I would rather pay $4-5 a month to access the 4ish episodes, then the $12 for the entire channel....

THAT in my opinion would be HUGH for me as a consumer... Kinda AlaCart Extreme...

_EDIT: To avoid confusion, that last part about AlaCart Extreme... is something I would LOVE to see... not something I have been told will be there... In fact, other then what has been public released... I don't know anything more about the VOD offering_


----------



## KyL416 (Nov 11, 2005)

I'm not sure if they will allow you subscribe to HBO or Showtime on Demand without subscribing to the main channel. Every cable provider I encountered so far requires that you have to subscribe to the main channel in order to subscribe to the corresponding VOD service.
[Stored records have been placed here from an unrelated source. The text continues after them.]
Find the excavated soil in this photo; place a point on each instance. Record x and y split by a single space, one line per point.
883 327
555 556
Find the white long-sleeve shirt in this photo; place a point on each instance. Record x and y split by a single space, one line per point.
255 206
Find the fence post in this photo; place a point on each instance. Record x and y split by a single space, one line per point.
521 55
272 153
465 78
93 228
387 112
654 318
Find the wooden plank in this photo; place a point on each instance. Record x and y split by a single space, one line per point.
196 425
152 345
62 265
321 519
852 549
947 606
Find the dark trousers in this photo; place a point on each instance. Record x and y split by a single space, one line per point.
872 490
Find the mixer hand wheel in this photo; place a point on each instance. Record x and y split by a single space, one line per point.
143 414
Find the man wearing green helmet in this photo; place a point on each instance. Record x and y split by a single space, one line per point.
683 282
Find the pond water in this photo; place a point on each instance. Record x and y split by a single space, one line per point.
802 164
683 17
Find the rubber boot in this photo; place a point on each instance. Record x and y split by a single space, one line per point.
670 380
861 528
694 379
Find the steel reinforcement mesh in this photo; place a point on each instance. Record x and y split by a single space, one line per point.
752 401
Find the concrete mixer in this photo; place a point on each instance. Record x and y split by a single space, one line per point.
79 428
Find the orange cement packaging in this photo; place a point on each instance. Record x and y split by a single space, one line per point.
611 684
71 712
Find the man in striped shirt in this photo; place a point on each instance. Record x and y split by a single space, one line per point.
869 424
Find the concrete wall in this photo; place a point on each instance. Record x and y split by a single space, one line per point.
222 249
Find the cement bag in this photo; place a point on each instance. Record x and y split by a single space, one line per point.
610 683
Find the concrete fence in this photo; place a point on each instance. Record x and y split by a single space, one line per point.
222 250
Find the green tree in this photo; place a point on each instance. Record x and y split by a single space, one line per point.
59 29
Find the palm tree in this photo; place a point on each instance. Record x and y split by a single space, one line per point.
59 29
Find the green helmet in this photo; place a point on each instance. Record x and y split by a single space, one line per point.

I'm not sure if it's something the various providers decided to do, or something that the channel itself requires, though.

Also, there was another advantage of HBO and Showtime on Demand I forgot to mention. They also contain shows that don't air on the main channels anymore and past seasons that are not in regular rotation anymore.


----------



## Paul Secic (Dec 16, 2003)

mosh in bed said:


> I was over at my sister's house the other day and I found a really nifty menu option on her Adelphia cable receiver. She now gets HBO, Showtime, Starz etc. on demand for movies and their series. Considering most of the shows I watch happen to be on HBO and Showtime, I found it amazing being able to catch up on all the episodes of The Sopranos and The L Word that I'd missed...
> 
> I have read somewhere that Directv is offering NBC shows for a 0.99 cent fee or something like that, and they of course have movies and pay per views on demand... but my sister gets her services for free (of course she IS subscribed to HBO, Showtime, etc... but it's like it's very own tivo feature.)
> 
> Does anyone know if Directv is planning to offer this in the future? It's just really awesome.


There will never be VOD services on E or E because its too far, 22.000 miles into space. Not enough bandwidth.


----------



## mosh in bed (Apr 27, 2006)

KyL416 said:


> I'm not sure if they will allow you subscribe to HBO or Showtime on Demand without subscribing to the main channel.


I think this is true. My sister is subscribed to HBO, Showtime, and TMC I believe, so I can access their VOD freely. When I went to the starz and cinemax ones, it says I have to call in and ask to have it connected, however it tells you the price it would cost you a month to have that channel's VOD and it said $0.00 for every one of them. I don't know if it was an error or if they consider their VOD separate (which wouldn't make any sense..)


----------